Other strategies appear to have stronger support, including weight-bearing exercise.

A person pours capsules from a brown bottle into their palm, with a glass of water nearby.

Photo Credit: iStock

Many older adults take calcium and vitamin D in hopes of protecting their bones. But a major new review indicates that, for most people living independently, those supplements may offer little help in preventing fractures or falls.

What happened?

In a meta-analysis published in The BMJ, researchers pooled 69 randomized trials involving 153,902 participants. Looking across those studies, they found that calcium alone, vitamin D alone, or the two together provided little benefit for preventing fractures in most older adults.

The team evaluated the results using thresholds defined in advance, asking not just whether the numbers differed statistically but whether any difference was large enough to matter in everyday care.

A modest signal favoring calcium plus vitamin D still fell short of that mark. In a news release, The BMJ stated calcium alone had "little to no effect" on any fracture, while calcium plus vitamin D had "little to no clinically meaningful effect."

The review also extended beyond overall fracture risk. For falls and hip fractures, researchers found moderate- to high-certainty evidence that the supplements made little difference.

Why does it matter?

For otherwise healthy older adults living independently, the case for taking calcium or vitamin D mainly to avoid fractures is now much weaker. On that specific goal, the evidence no longer strongly supports routine use.

Not every older adult fits the group studied, though. Supplements may still be medically appropriate for people with osteoporosis, vitamin D deficiency, malabsorption problems, or very low sun exposure.

The Preventive Services Task Force issued a draft recommendation in December 2024 against routine supplement use for falls and fracture prevention among adults living independently, reversing its 2018 recommendation, though that draft has not yet been finalized, Medical Daily reported.

What can I do?

Supplement use may still make sense when a deficiency has been documented or when it is part of an osteoporosis treatment plan.
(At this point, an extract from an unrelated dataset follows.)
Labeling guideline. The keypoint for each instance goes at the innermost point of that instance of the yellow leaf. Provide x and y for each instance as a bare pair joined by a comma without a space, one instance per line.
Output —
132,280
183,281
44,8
If the main purpose is general fracture prevention, though, it is worth revisiting that approach.

Other strategies appear to have stronger support, including weight-bearing exercise, resistance training, adequate protein intake, vision checks, medication reviews, and removing tripping hazards at home.

For some older adults, a bone-health plan focused on strength, balance, and fall prevention may be a better use of resources than supplements with limited expected benefit.

Overall, the review suggests that healthy older adults living independently may get little to no effect from supplements on fractures and falls, while movement, nutrition, and safer daily habits have stronger support.